二、早期丰富环境暴露增强大鼠听空间敏感性的细胞分子机制
实验采用分子生物学蛋白免疫印迹(western blotting)技术和离体脑片记录方法,研究了早期丰富环境暴露诱导大鼠听空间敏感性增强的细胞分子机制。免疫印迹检测结果表明,生后早期丰富环境暴露,可明显上调听皮层NMDA受体NR1、NR2A、NR2B亚单位和AMPA受体GluR2亚单位蛋白质的表达;抑制性GABAA受体α1、β3亚单位表达;NR2A/NR2B以及GABAΛα1/α3表达比值显著提高。中脑下丘的检测结果显示,NR1、NR2A、NR2B、GluR2、GABAΛα1和GABAAβ3的表达也都明显上调,呈现与听皮层相一致的表达变化趋势。离体脑片LTP记录结果显示,早期丰富环境暴露,明显提高了刺激白质(white matter, WM)所诱导的听皮层Ⅱ/Ⅲ层(layersⅡ/Ⅲ) LTP幅度,在相同浓度的NMDA受体拮抗剂APV (D-2-amino-5-phosphono-valeric acid)和AMPA受体拮抗剂DNQX (6, 7-dinitroquinoxaline-2,3-dione)作用下,EE动物LTP被抑制的幅度明显小于CON组和PE组动物。以上结果表明,生后早期丰富环境暴露可显著地上调听皮层兴奋性和抑制性受体亚单位的表达,提高突触传递的效率。提示丰富环境可能是通过影响听觉中枢兴奋性和抑制性信息传递系统发育的平衡,实现对听觉功能可塑性调控的。
三、早期丰富环境暴露诱导听觉功能可塑性的保持
幼年动物在生后第7天(P7)开始饲养于丰富环境中,成年后(P56)再返回到正常环境中饲养,至115天龄(P115)左右,分别进行行为学和电生理学和分子生物学实验。结果显示:1.在声源-方位分辨作业中,与同龄对照动物相比,EE动物完成作业的正确率(percent correct)高,反应时(reaction time)和方位分辨偏差(azimuth deviation)小;2.听皮层神经元频率调谐曲线(frequency tuning curve)和水平方位选择性曲线(azimuth selective curve)明显锐化,水平方位调谐深度(azimuth tuning depth)增加,听空间感受野(auditory spatial receptive field)缩小;3.听皮层抑制性GABAA受体α1、β3亚单位,GABAΛα1/GABAΛα3表达比值显著增加;兴奋性NMDA受体NR1、NR2A、NR2B和AMPA受体GluR2亚单位蛋白的表达量均有不同程度的上调。结果提示,听觉中枢兴奋性NMDA受体、AMPA受体和GABAA受体亚单位表达调控参与了早期丰富环境诱导的大鼠听空间敏感性增强效应的保持。

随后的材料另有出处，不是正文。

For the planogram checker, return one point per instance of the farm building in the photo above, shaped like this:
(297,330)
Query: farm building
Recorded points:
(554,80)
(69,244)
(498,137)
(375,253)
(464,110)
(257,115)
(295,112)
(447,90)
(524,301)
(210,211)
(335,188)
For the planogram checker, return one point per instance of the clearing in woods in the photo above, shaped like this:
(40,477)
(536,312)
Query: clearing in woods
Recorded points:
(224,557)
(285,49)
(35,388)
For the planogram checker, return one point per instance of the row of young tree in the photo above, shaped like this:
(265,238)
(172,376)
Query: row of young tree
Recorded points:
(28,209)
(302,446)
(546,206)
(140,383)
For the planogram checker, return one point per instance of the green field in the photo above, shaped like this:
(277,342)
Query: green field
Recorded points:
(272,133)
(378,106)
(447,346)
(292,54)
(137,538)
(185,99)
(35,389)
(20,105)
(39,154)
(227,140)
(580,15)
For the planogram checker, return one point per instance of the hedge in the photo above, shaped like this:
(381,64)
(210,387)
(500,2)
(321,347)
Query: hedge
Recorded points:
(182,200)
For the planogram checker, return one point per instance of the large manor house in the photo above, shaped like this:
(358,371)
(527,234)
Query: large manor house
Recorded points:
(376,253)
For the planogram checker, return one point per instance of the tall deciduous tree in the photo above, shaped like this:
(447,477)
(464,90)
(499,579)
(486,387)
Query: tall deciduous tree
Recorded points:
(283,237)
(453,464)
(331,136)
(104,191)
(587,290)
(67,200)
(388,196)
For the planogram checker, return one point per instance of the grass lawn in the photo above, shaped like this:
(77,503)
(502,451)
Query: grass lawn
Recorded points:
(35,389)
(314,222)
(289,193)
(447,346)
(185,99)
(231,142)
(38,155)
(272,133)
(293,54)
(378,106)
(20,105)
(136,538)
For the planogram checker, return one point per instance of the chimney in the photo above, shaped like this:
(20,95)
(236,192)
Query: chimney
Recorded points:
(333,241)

脑功能发育可塑性及其细胞分子机制研究是神经科学重要的研究领域,它不仅对最终揭示脑发育和可塑性的奥秘有重要理论意义,而且,可能为有效矫治、修复脑感觉功能障碍、研发改善、治疗感觉功能障碍疾病的新策略和手段提供神经生物学实验依据,具有现实的指导意义和积极的应用前景。
Enriched environment (EE) has an important role in the development and plasticity of the brain, while the early experience-dependent plasticity during the critical period is a major research field for sensory system. These two highly fruitful fields, namely, sensory-cortical plasticity and EE, are combined together in a novel attempt to investigate the effects of the EE-induced plasticity. The present study used rats as animal model to find out the underlying mechanism of how early EE exposure influenced the functional plasticity of central auditory system, through behavior, electro-physiological and molecular biological methods.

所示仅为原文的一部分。